Após meses de pressão, debates e críticas públicas, o Supremo Tribunal Federal (STF) decidiu na quarta-feira (25/03) impor limites aos chamados “penduricalhos“ do Judiciário, pagos a juízes e membros do Ministério Público. A decisão, porém, mantém espaço para remunerações acima do teto: mesmo com cortes de benefícios, a soma de adicionais pode elevar os ganhos em até 70%.
Pela nova regra, as verbas indenizatórias ficam limitadas a até 35% do salário dos ministros do STF, hoje fixado em R$ 46.366,19. Isso representa um adicional de até R$ 16.228,16 por mês.
Os ministros também autorizaram o pagamento de um adicional por tempo de carreira, que pode chegar a outros 35%. Na soma, os ganhos extras podem atingir cerca de R$ 32.456,32 mensais, elevando a remuneração total para até 70% acima do teto. Na prática, o STF tenta organizar o sistema, mas mantém uma margem relevante para supersalários.
Como funciona a nova regra sobre os “penduricalhos“ do judiciário
A decisão cria dois blocos principais de remuneração adicional:
- Verbas indenizatórias: limitadas a 35% do teto
- Adicional por tempo de serviço: também limitado a 35%, com acréscimos de 5% a cada cinco anos
O modelo vale como uma solução provisória, até que o Congresso Nacional aprove uma lei específica sobre o tema, algo que, segundo os próprios ministros, não deve acontecer no curto prazo por causa do calendário eleitoral.

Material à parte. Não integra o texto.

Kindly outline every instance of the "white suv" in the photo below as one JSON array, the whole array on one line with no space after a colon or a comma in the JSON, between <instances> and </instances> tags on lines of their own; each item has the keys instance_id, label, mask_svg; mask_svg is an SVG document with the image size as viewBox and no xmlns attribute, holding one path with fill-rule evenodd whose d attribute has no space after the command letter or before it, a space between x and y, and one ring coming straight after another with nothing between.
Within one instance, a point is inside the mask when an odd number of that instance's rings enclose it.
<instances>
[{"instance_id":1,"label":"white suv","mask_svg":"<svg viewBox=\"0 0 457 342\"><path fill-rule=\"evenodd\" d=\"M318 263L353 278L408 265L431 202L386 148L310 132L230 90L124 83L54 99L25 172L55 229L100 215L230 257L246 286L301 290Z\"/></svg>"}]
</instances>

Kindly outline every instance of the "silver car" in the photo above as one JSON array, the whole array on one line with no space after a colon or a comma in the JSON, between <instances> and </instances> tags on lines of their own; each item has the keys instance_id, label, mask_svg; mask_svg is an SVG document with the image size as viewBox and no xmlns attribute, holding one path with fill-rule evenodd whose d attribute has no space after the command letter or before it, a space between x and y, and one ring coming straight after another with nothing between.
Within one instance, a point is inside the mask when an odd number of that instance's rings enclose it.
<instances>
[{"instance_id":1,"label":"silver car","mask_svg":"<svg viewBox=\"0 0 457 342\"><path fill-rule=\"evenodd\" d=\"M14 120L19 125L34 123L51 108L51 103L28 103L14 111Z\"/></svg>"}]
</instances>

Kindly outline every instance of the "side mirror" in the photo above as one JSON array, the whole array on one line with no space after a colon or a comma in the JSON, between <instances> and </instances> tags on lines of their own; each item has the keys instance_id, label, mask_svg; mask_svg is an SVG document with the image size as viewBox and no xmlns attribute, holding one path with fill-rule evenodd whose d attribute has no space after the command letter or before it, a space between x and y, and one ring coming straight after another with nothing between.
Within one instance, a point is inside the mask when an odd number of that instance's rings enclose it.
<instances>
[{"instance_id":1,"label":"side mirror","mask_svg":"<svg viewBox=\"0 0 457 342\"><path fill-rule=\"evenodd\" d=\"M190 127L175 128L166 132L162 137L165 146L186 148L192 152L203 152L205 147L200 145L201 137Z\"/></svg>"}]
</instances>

O decano Gilmar Mendes deixou isso claro ao defender a intervenção do STF:
“A solução ideal seria uma iniciativa do Congresso. No entanto, não se antevê uma solução imediata.”
“Penduricalhos“ do judiciário: o que o STF proibiu e o que mudou na prática
Apesar de manter espaço para ganhos elevados, o STF derrubou uma série de benefícios que inflavam os contracheques. Entre os itens considerados inconstitucionais e que devem ser encerrados imediatamente estão:
- Auxílio-moradia;
- Auxílio-alimentação;
- Auxílio-combustível;
- Auxílio-creche;
- Auxílio-natalidade;
- Licenças compensatórias por acúmulo de função;
- Indenizações por acervo e telecomunicações;
- Gratificações por localidade ou cursos.
Além disso, a Corte impôs uma trava importante: pagamentos retroativos ficam suspensos até auditoria do CNJ e do CNMP, e ainda dependem de autorização do próprio STF.
O problema que a decisão tenta resolver
Os dados mostram por que o tema virou prioridade. Segundo a Transparência Brasil, 98% dos magistrados receberam acima do teto em ao menos um mês de 2025. Em números absolutos:
- 13.215 juízes ganharam mais de R$ 100 mil acima do teto;
- 3.819 ultrapassaram R$ 1 milhão no acumulado anual.
Ou seja, o que deveria ser exceção virou regra.
Outro levantamento, da ONG República.org, reforça a distorção: juízes brasileiros recebem, em média, mais do que seus pares em países como Estados Unidos, Alemanha, França e Reino Unido, mesmo após ajustes por custo de vida.
Leia também:
O ministro Alexandre de Moraes estimou que a nova regra pode gerar uma economia de R$ 7,3 bilhões por ano. Esse é o principal argumento da Corte: reduzir abusos sem desmontar a estrutura de remuneração da magistratura. O problema é que a decisão não elimina totalmente os supersalários, apenas reorganiza os caminhos pelos quais eles podem ocorrer.
O que realmente está em jogo agora?
A decisão do STF não encerra o debate. Ela reposiciona o problema. De um lado, há um avanço claro:
- Corte de benefícios considerados ilegais;
- Criação de limites objetivos;
- Maior controle sobre pagamentos retroativos.
De outro, permanece a crítica central:
- O teto constitucional continua sendo, na prática, flexível;
- Aestrutura permite ganhos elevados dentro das regras.
Além disso, o próprio STF reconhece que a solução é temporária, e transfere ao Congresso a responsabilidade por uma regra definitiva.
Conclusão: o sistema muda, mas não quebra
O STF deu um passo para organizar os chamados “penduricalhos”, mas evitou uma ruptura mais profunda. A decisão reduz distorções evidentes e pode gerar economia bilionária, mas mantém uma estrutura que permite remunerações significativamente acima do teto.
Na prática, o sistema não foi desmontado, apenas redesenhado. E com eleições no horizonte e pressão crescente sobre gastos públicos, o tema tende a sair do campo jurídico e entrar, de vez, no centro do debate político.